Le commerce de la mort

Nous sommes choqués par les images qui nous arrivent d’Alep et d’ailleurs. Ce qui ne nous empêche pas de vendre les armes avec lesquelles les massacres sont perpétués. Le summum de l’hypocrisie.

A l'occasion de Noël, les branches de sapin sont offerts aux acheteurs internationaux... Foto: U.S. Army Europe photo by Visual Information Specialist Markus Rauchenberger : Wikimedia Commons / PD

(KL) – Que c’est facile que de verser les larmes de crocodile en regardant les images d’Alep et d’ailleurs ! Mais s’il y a autant de conflits sanglants dans le monde, c’est aussi du au fait qu’il y ait des marchands d’armes, des marchands de la mort qui vendent les « outils » de la guerre en soulignant qu’il s’agit de sauver des emplois dans l’industrie de l’armement. En première ligne de ces marchands de la mort, l’Allemagne et la France. L’Allemagne a même réussi à contourner ses propres règles en matière d’exportation d’armes.
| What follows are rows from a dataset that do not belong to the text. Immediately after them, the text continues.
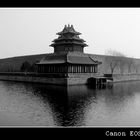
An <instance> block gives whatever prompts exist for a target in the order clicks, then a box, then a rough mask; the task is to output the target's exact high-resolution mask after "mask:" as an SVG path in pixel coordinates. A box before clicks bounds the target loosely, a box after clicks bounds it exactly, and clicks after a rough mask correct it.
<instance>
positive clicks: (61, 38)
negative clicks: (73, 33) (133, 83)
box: [52, 38, 86, 42]
mask: <svg viewBox="0 0 140 140" xmlns="http://www.w3.org/2000/svg"><path fill="white" fill-rule="evenodd" d="M63 40H76V41H81V42H86V41H85V40H83V39H81V38H57V39H54V40H53V41H52V42H59V41H63Z"/></svg>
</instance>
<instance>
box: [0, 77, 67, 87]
mask: <svg viewBox="0 0 140 140" xmlns="http://www.w3.org/2000/svg"><path fill="white" fill-rule="evenodd" d="M0 80H6V81H7V80H8V81H19V82H32V83H44V84H46V83H47V84H55V85H66V84H67V79H66V78H46V77H34V76H13V75H0Z"/></svg>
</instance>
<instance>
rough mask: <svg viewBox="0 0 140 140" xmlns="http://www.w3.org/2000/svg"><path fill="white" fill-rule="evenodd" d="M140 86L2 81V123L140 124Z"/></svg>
mask: <svg viewBox="0 0 140 140" xmlns="http://www.w3.org/2000/svg"><path fill="white" fill-rule="evenodd" d="M139 85H140V81H135V82H134V81H133V82H124V83H114V84H113V85H112V86H111V85H110V86H108V87H107V88H104V89H93V88H92V87H91V86H86V85H78V86H68V87H63V86H54V85H53V86H52V85H45V84H44V85H43V84H31V83H18V82H6V81H0V125H37V126H108V125H111V126H114V125H115V126H118V125H119V126H122V125H123V126H124V125H125V126H126V125H127V126H128V125H130V126H132V125H133V126H136V125H140V119H139V118H140V110H139V108H140V86H139ZM4 112H5V114H7V116H9V117H5V116H6V115H5V114H4ZM2 116H4V117H3V118H2ZM14 118H15V119H14ZM17 118H20V119H22V120H19V122H20V123H18V122H17V121H15V120H18V119H17ZM4 119H5V122H7V121H8V123H7V124H6V123H4ZM2 122H3V123H2ZM12 122H13V123H12Z"/></svg>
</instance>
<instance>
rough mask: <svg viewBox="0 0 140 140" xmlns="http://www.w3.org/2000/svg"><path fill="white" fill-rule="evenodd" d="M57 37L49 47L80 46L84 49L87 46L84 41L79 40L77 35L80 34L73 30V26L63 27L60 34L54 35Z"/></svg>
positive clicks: (73, 28)
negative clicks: (51, 46) (55, 35)
mask: <svg viewBox="0 0 140 140" xmlns="http://www.w3.org/2000/svg"><path fill="white" fill-rule="evenodd" d="M56 34H57V35H59V37H58V38H57V39H54V40H53V41H52V42H54V43H52V44H51V45H50V46H52V47H56V46H65V47H68V46H69V45H71V46H72V45H73V46H80V47H86V46H87V44H85V43H84V42H85V41H84V40H83V39H81V38H79V35H80V34H81V33H79V32H77V31H75V29H74V28H73V25H71V26H70V25H68V26H66V25H65V27H64V29H63V30H62V31H61V32H58V33H56Z"/></svg>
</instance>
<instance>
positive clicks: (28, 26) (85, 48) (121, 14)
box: [0, 8, 140, 58]
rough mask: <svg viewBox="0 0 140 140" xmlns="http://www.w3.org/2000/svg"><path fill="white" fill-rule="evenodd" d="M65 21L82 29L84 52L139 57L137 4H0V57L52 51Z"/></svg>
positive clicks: (28, 54) (139, 18)
mask: <svg viewBox="0 0 140 140" xmlns="http://www.w3.org/2000/svg"><path fill="white" fill-rule="evenodd" d="M65 24H66V25H68V24H70V25H71V24H72V25H73V26H74V28H75V30H76V31H78V32H81V33H82V35H80V37H81V38H82V39H84V40H85V41H86V43H87V44H88V45H89V46H88V47H86V48H85V53H93V54H105V51H106V50H108V49H112V50H116V51H120V52H121V53H123V54H125V55H127V56H129V57H136V58H140V8H0V58H6V57H13V56H21V55H32V54H42V53H52V52H53V48H51V47H49V45H50V44H51V43H52V41H53V40H54V39H55V38H57V37H58V36H57V35H56V33H57V32H60V31H62V29H63V28H64V25H65Z"/></svg>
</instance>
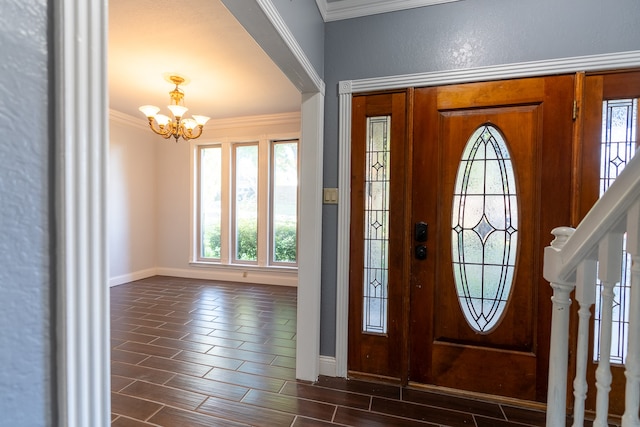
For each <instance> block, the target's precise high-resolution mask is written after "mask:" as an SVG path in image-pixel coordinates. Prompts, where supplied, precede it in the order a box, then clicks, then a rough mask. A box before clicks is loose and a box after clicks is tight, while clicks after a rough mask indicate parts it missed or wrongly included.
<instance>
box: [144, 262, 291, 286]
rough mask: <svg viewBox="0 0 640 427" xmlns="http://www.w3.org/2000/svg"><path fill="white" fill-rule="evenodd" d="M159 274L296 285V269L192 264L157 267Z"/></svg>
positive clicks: (155, 269) (159, 274) (251, 281)
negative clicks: (165, 266) (279, 268)
mask: <svg viewBox="0 0 640 427" xmlns="http://www.w3.org/2000/svg"><path fill="white" fill-rule="evenodd" d="M155 271H156V274H157V275H159V276H171V277H185V278H188V279H204V280H219V281H223V282H235V283H251V284H253V283H258V284H261V285H279V286H291V287H296V286H298V272H297V271H268V270H267V269H259V268H253V269H252V268H251V267H248V268H237V267H236V266H233V267H228V266H225V267H219V268H215V267H207V266H197V265H195V264H194V265H192V268H168V267H157V268H156V269H155Z"/></svg>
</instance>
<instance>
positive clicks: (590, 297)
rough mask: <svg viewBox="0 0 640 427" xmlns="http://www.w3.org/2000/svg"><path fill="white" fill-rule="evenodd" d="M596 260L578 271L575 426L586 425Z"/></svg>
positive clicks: (577, 281)
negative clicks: (591, 326) (577, 311)
mask: <svg viewBox="0 0 640 427" xmlns="http://www.w3.org/2000/svg"><path fill="white" fill-rule="evenodd" d="M596 272H597V264H596V261H595V260H590V259H586V260H584V261H583V262H582V263H580V265H579V266H578V269H577V271H576V300H577V301H578V303H579V304H580V309H579V310H578V318H579V321H578V322H579V323H578V343H577V346H576V377H575V379H574V380H573V396H574V399H575V401H574V406H573V426H574V427H581V426H582V425H583V424H584V402H585V399H586V398H587V390H588V386H587V360H588V356H589V318H590V317H591V306H592V305H593V304H594V302H595V293H596Z"/></svg>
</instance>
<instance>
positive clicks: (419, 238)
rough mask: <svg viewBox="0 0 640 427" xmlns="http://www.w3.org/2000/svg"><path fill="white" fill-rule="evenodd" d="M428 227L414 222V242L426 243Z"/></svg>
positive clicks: (422, 222) (425, 225)
mask: <svg viewBox="0 0 640 427" xmlns="http://www.w3.org/2000/svg"><path fill="white" fill-rule="evenodd" d="M428 230H429V225H428V224H427V223H426V222H416V224H415V227H414V233H413V234H414V239H415V240H416V242H426V241H427V237H428V236H427V234H428Z"/></svg>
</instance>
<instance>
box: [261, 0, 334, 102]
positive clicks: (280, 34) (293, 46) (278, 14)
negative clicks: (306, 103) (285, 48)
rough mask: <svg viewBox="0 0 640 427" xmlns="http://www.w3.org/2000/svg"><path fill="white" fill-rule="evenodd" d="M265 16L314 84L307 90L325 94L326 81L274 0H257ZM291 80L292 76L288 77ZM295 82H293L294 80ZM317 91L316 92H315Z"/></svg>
mask: <svg viewBox="0 0 640 427" xmlns="http://www.w3.org/2000/svg"><path fill="white" fill-rule="evenodd" d="M256 2H257V3H258V5H259V6H260V8H261V9H262V11H263V12H264V14H265V15H266V16H267V19H269V21H270V22H271V24H272V25H273V27H274V28H275V30H276V31H277V32H278V34H279V35H280V37H281V38H282V41H283V42H284V43H285V44H286V45H287V47H288V48H289V50H290V51H291V53H292V54H293V56H294V57H295V59H296V60H297V61H298V64H299V66H300V67H301V68H302V70H303V71H304V72H305V73H306V77H307V78H308V79H309V80H310V81H311V83H312V84H313V86H314V87H313V88H307V89H308V90H309V91H317V92H320V93H322V94H324V91H325V84H324V81H323V80H322V79H321V78H320V76H319V75H318V73H317V71H316V69H315V68H314V67H313V65H312V64H311V61H309V58H307V55H305V53H304V51H303V50H302V47H300V45H299V44H298V41H297V40H296V38H295V36H294V35H293V34H292V33H291V30H289V27H287V24H286V23H285V22H284V19H282V16H280V14H279V13H278V9H277V8H276V7H275V6H274V4H273V2H272V0H256ZM288 77H289V78H290V79H291V76H288ZM292 81H293V80H292ZM299 89H300V90H301V91H302V92H304V91H305V88H299ZM314 89H315V90H314Z"/></svg>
Généralement, des exportations d’armes vers les pays qui ne font pas partie de l’Union Européenne ou de l’OTAN, sont considérées comme « critiques », ce qui n’a pas empêché l’Allemagne d’augmenter ses exportations vers ces pays à 58%. Comprendre : plus de la moitié des armes produites par l’Allemagne vont dans des pays où on perd vite la trace de ces armes – pour après les retrouver dans des conflits entre des pays qui n’auraient pas du pouvoir mettre la main sur ces armes.

Les représentants des ONGs et des églises ont beau demander de nouvelles lois qui interdiraient les exportations vers des pays considérés comme « critiques », mais face à des clients puissants comme l’Arabie Saoudite (qui aiment le « made in Germany » et achètent des armes pour des milliards d’euros…), on ferme les yeux. Les emplois, vous savez… même si tout le monde sait qu’une partie des armes achetées par l’Arabie Saoudite arrive entre les mains de terroristes.

La procédure d’autorisation pour des exportations d’armes ouvre la porte aux abus – ainsi, si quelqu’un s’oppose à une exportation, il faut qu’il apporte la preuve que l’acheteur puisse céder ces armes à quelqu’un d’autre ou qu’il entend « abuser » de ces armes – ce qui est impossible à prouver dans la pratique. Et que veut dire « abuser » d’armes ? Les armes sont destinées à tuer des êtres humains, donc, est-ce qu’il s’agit d’un « abus » lorsque ces armes sont utilisées comme initialement prévu ?

Les églises ont, une nouvelle fois, demandé à ce qu’une nouvelle loi soit votée, obligeant les acheteurs d’armes d’apporter des preuves quant à leur utilisation. Mais cette demande ne risque pas d’aboutir – le marché d’armes et trop juteux, il y a trop d’emplois qui dépendent de cette industrie de la mort et à moins d’un an des élections, aucun responsable politique n’osera s’attaquer à ce dossier.

L’Allemagne a vendu en 2015 et 2016 des armes d’une valeur d’environ 2,3 milliards d’euros à l’Arabie Saoudite et le Qatar – sachant que les deux pays jouent un rôle actif dans le conflit au Yémen, approvisionnant ainsi une guerre non-déclarée et impossible à contrôler. Des armes allemandes tuent donc au Yémen et par conséquent, personne ne devrait verser des larmes en regardant les images des massacres commis dans ce pays éprouvé.

En 2015, les exportations d’armes allemandes s’élevaient à 12,82 milliards d’euros, pendant la première moitié de 2016, à 4,03 milliards – les affaires tournent bien et tant que nous exportons des armes à ce rythme, il n’y a que peu de chances à ce que les conflits s’arrêtent. Et après tout, nous n’avons aucun intérêt à ce que les guerres s’arrêtent – elles font tourner notre économie et notre croissance. Et tant que nous pouvons dépenser des sommes énormes pour les fêtes de fin d’année, tout va bien dans le meilleur des mondes. Du moins, chez nous. Ailleurs, on s’en fiche.